Creating a database of all Cosmetic Dentists in the US from a [directory](https://cosmeticdentistdir.com/index.html) using **Selenium** to automate reaching the site and opening links repeatedly **BeautifulSoup** to extract desired details to fill dataset columns.

The complexity of this web scraping project lies in the fact that each entry into the database is located about 2 sublinks deep in the main directory in an HTML structure that is not tagged or uniformly labelled.

## Importing Relevant Libraries

In [13]:
import requests
from bs4 import BeautifulSoup
from selenium import webdriver
import pandas as pd
import re

## Setting Up Selenium and BeautifulSoup

Setting up Selenium to automate Google Chrome and open main URL and Beautiful Soup to create a parse tree and extract data from HTML structure of the web page.

In [14]:
url = 'https://cosmeticdentistdir.com/index.html'

# content = requests.get(url)
# content.status_code
# content.text
# soup = BeautifulSoup(content.text, 'html.parser')

In [15]:
from webdriver_manager.chrome import ChromeDriverManager
# driver = webdriver.Chrome("/usr/lib/chromium-browser/chromedriver")
# driver = webdriver.Chrome(ChromeDriverManager())
driver = webdriver.Chrome(ChromeDriverManager().install())
driver.get(url)
content = driver.page_source
soup = BeautifulSoup(content)
# soup.prettify()

  driver = webdriver.Chrome(ChromeDriverManager().install())


## Setting Up Selenium and Beautiful Soup for Sublinks

Each Cosmetic Dental in set up as a sublink at the main url.
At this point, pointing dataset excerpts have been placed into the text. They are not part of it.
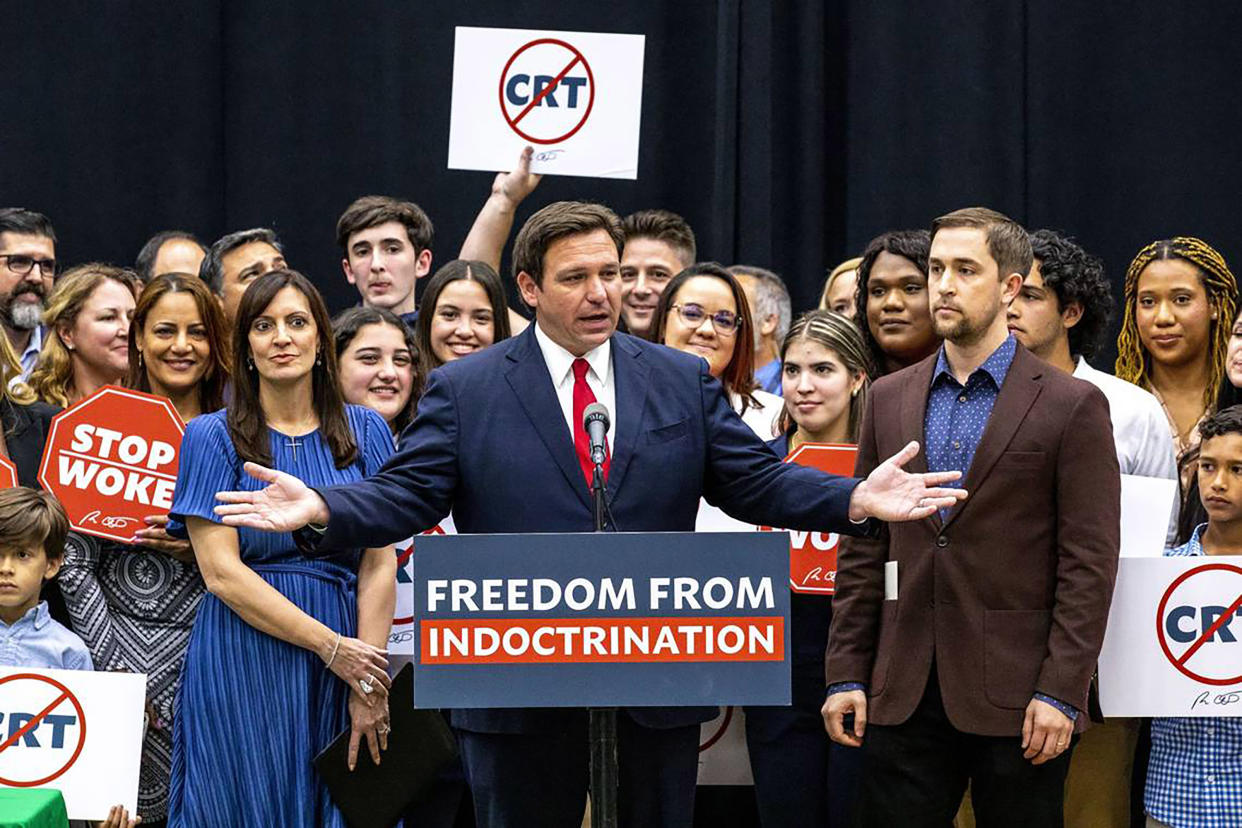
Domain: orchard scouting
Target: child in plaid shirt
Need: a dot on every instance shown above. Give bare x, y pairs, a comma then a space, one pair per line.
1195, 772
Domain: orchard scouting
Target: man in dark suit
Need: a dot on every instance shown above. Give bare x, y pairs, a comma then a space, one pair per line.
498, 441
971, 661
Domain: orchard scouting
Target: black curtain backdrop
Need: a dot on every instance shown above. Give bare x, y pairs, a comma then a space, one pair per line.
788, 132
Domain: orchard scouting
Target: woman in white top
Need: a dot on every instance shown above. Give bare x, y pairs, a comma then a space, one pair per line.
703, 312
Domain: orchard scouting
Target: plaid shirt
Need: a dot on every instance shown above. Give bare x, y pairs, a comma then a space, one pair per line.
1195, 774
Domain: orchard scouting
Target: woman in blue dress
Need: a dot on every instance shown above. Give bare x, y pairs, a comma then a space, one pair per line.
287, 649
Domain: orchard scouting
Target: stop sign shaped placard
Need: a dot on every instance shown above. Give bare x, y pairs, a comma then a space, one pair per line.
812, 555
112, 459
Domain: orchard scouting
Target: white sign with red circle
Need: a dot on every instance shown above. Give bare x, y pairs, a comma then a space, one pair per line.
112, 461
576, 97
1174, 639
47, 742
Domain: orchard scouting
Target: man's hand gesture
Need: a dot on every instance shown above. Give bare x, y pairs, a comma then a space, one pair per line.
893, 494
285, 504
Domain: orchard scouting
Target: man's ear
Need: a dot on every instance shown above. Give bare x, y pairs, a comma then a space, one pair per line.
424, 265
528, 288
1072, 314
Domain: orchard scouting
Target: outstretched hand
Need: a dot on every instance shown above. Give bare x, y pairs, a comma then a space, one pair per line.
893, 494
514, 186
285, 504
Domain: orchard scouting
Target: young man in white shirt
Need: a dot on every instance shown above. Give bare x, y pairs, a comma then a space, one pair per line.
1061, 314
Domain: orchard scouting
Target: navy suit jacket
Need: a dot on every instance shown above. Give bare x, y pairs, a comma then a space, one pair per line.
489, 443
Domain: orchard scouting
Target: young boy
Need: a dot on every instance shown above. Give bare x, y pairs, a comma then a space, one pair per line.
1195, 772
32, 528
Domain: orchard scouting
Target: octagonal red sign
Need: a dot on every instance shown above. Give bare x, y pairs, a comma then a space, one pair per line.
112, 459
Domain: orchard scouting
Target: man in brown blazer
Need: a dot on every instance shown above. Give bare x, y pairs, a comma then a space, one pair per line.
973, 661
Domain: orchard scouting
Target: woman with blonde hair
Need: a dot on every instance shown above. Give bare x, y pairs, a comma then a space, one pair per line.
87, 348
800, 776
841, 288
1179, 309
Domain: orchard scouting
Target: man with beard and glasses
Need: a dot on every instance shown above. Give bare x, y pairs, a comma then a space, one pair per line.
963, 644
27, 266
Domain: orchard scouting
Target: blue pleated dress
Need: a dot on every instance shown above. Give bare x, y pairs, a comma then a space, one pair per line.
253, 710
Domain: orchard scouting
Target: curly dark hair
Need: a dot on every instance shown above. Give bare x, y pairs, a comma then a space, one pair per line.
1076, 276
912, 245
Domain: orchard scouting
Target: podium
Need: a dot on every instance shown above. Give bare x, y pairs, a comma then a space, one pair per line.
601, 620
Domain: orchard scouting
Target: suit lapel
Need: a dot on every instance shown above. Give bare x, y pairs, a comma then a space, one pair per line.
631, 384
532, 385
1015, 399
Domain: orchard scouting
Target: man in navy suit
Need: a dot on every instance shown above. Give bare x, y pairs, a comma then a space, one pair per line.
498, 441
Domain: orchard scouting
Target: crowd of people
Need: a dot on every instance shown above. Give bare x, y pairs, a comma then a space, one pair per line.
260, 606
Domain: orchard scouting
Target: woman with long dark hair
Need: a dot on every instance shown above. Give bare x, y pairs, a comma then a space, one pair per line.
134, 605
286, 649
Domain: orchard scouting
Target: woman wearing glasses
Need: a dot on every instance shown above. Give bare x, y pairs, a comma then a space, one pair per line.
703, 312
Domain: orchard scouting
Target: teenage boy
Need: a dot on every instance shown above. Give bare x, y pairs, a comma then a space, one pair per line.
32, 528
1195, 772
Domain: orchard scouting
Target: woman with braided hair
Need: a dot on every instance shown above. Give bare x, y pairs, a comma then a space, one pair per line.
1180, 302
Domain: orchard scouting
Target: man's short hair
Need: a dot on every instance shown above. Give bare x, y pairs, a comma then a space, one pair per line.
374, 210
1226, 421
1007, 241
555, 221
145, 262
1073, 274
663, 226
25, 222
32, 518
213, 271
771, 297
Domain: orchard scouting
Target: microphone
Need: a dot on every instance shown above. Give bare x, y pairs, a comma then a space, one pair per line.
595, 423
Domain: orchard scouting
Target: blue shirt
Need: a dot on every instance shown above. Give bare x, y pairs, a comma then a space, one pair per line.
37, 639
958, 414
1195, 771
769, 376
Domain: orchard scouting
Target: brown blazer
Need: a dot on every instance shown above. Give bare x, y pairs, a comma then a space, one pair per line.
1010, 594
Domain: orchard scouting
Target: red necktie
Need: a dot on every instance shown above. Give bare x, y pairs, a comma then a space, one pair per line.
583, 397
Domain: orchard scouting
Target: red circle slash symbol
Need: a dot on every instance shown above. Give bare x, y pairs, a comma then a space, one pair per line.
60, 695
1180, 661
574, 58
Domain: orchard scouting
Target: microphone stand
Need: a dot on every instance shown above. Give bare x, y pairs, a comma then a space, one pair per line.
602, 720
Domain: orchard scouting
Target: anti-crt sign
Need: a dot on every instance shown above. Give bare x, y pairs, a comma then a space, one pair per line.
576, 97
76, 731
112, 461
812, 555
1174, 639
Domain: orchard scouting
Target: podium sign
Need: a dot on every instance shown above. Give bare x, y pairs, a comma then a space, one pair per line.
601, 620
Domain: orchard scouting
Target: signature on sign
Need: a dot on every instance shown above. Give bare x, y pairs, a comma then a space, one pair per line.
96, 519
1219, 699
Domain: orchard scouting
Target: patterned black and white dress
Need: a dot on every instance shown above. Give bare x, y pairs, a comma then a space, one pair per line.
134, 608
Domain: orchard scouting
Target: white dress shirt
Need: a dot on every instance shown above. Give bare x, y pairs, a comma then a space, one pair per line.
1140, 430
600, 379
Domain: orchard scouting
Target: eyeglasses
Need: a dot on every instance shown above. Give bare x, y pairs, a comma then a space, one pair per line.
724, 322
24, 265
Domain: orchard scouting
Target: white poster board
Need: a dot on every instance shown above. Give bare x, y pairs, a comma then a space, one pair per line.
1174, 638
575, 97
77, 731
1146, 509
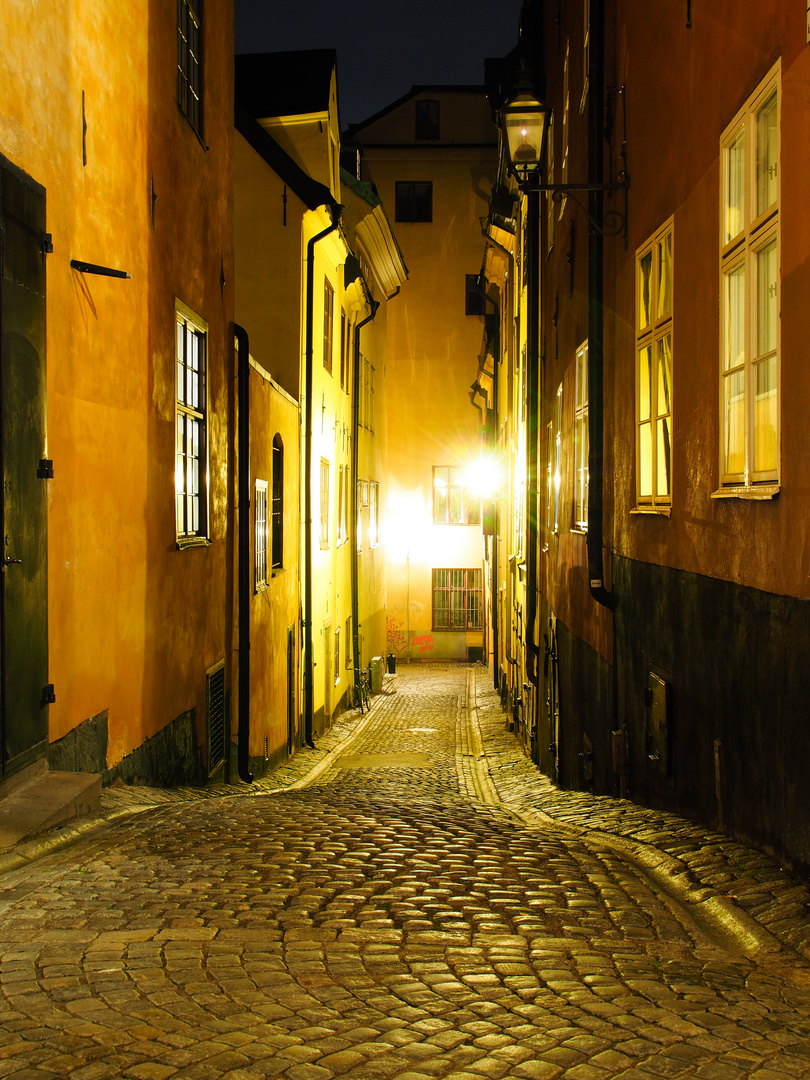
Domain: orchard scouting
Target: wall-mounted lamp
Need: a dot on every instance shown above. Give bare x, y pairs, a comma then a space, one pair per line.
524, 123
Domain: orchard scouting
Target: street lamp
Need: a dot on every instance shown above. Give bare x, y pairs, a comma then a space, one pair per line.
525, 123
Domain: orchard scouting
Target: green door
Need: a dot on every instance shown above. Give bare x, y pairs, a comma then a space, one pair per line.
24, 692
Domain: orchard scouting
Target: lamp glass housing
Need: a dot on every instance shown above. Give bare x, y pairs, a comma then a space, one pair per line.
525, 123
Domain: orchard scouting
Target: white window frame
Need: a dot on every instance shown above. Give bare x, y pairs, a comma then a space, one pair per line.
755, 231
261, 536
653, 415
191, 429
581, 440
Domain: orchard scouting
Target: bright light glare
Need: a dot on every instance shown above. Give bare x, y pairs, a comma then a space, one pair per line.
483, 477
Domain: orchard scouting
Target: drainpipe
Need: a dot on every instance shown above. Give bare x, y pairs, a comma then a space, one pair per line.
595, 313
355, 467
308, 718
243, 442
507, 637
532, 356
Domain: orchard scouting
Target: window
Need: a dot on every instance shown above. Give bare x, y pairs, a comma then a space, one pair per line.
190, 428
414, 201
427, 119
653, 369
342, 500
550, 179
324, 503
448, 496
374, 490
475, 304
580, 440
328, 321
566, 126
261, 535
189, 62
366, 401
457, 599
585, 53
342, 349
278, 505
750, 285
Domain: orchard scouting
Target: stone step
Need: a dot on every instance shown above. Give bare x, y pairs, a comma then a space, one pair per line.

In the next blocks of code, Selenium automates Google Chrome to open up each sublink and BeautifulSoup creates a parse tree and extracts data from HTML structure of the web page.

In [16]:
### extracting all sublinks from main URL and storing them in a txt file
for a_href in soup.findAll('a', href=True):
    with open("h_links.txt", "a") as linkfile:
            linkfile.write(a_href["href"]+"\n")

In [17]:
hlinks = open('h_links.txt')
hyplinks = hlinks.readlines()

In [18]:
urlpart = 'https://cosmeticdentistdir.com/'
full_link= urlpart+hyplinks[4].strip('\n') ### full url for each sublink

In [19]:
driver.get(full_link)
contenteg = driver.page_source
soupeg = BeautifulSoup(contenteg)
# soupeg

## Using regex to extract State, Phone Number and Location
 The code parses displayed text at the sublink and extracts the state, phone number and location of the cosmetic dental. String matching is the ideal choice here since these texts are not tagged in the HTML structure of the webpage.

This is done for each sublink which corresponds to each Cosmetic Dental and extracts the information into a dataset called **dataframe**.

In [20]:
pattern = '(?<=<h3><strong>)(.*)(?=</strong></h3>)'
canadian_states = ['Alberta', 'British Columbia', 'Manitoba', 'New Brunswick', 'Newfoundland', 'Newfoundland and Labrador', 'Northwest Territories', 'Nova Scotia', 'Nunavut', 'Ontario', 'Prince Edward Island', 'Quebec', 'Saskatchewan', 'Yukon']
zeebs = {}

for a_href in soup.findAll('a', href=True):
    hrefs = a_href["href"]
    state = a_href.findPrevious('h3')
    state = re.findall(pattern, str(state))
    # hrefs = a_href["href"]
    if len(state) > 0:
        state = state[0]
        if state not in canadian_states:
            zeebs[hrefs] = state

# zeebs

In [21]:
format = '{}, {} \n'
with open("h_links_states.txt", "a") as linkfile:
    for link in zeebs:
        linkfile.write(format.format(link, zeebs[link]))

In [22]:
hlinks = open('h_links_states.txt')
hyplinks = hlinks.readlines()
main_dict = {}

urlpart = 'https://cosmeticdentistdir.com/'

pattern3 = '(?<=Phone : )(.*)(?=\n)'
pattern4 = '(?<=Location : )(.*)(?=\n)'
for x in range(len(hyplinks)):
    state = hyplinks[x].split(',')[1]
    full_link = urlpart+hyplinks[x].split(',')[0]
    driver.get(full_link)
    contenteg = driver.page_source
    soupeg = BeautifulSoup(contenteg)
    cos_dentists = []
    locations = []
    phone_numbers = []

    for href in soupeg.findAll('a', href=True):
        cos_dentists.append(href.contents[0])
    cos_dentists = cos_dentists[4:-6]

    if soupeg.find(id="content"):
        for p in soupeg.find(id="content").find_all("p"):
            content = p.get_text()
            phnbrs = re.search(pattern3, content)
            if phnbrs:
                phone_numbers.append(phnbrs[0].strip())
            else:
                phone_numbers.append("n/a")
            lctns = re.search(pattern4, content)
            if lctns:
                locations.append(lctns[0].strip())
            else:
                locations.append("n/a")

    for x in range(len(cos_dentists)):
        main_dict[cos_dentists[x]] = [state.strip('\n'), phone_numbers[x], locations[x]]

dataframe = pd.DataFrame.from_dict(main_dict, orient='index', columns=['state', 'phone', 'location'])

In [23]:
dataframe.head(5)

Unnamed: 0,state,phone,location
"Victoria L. Vest, D.M.D.",Alabama,256-536-6860,"Huntsville, AL"
"Yaritza Wright, DMD",Alabama,256-533-1611,"Huntsville, AL"
Bryant Dental,Alabama,256-217-4121,"Huntsville, AL"
"Doug Booth, DDS",Alabama,256.533.4770,"Huntsville, AL"
"Steve W. Murphree, DMD",Alabama,256-852-9878,"Huntsville, AL"


## Tentative Number of Cosmetic Dentals

In [24]:
print('Number of Cosmetic Dentals in the US: ', len(dataframe))

Number of Cosmetic Dentals in the US:  1060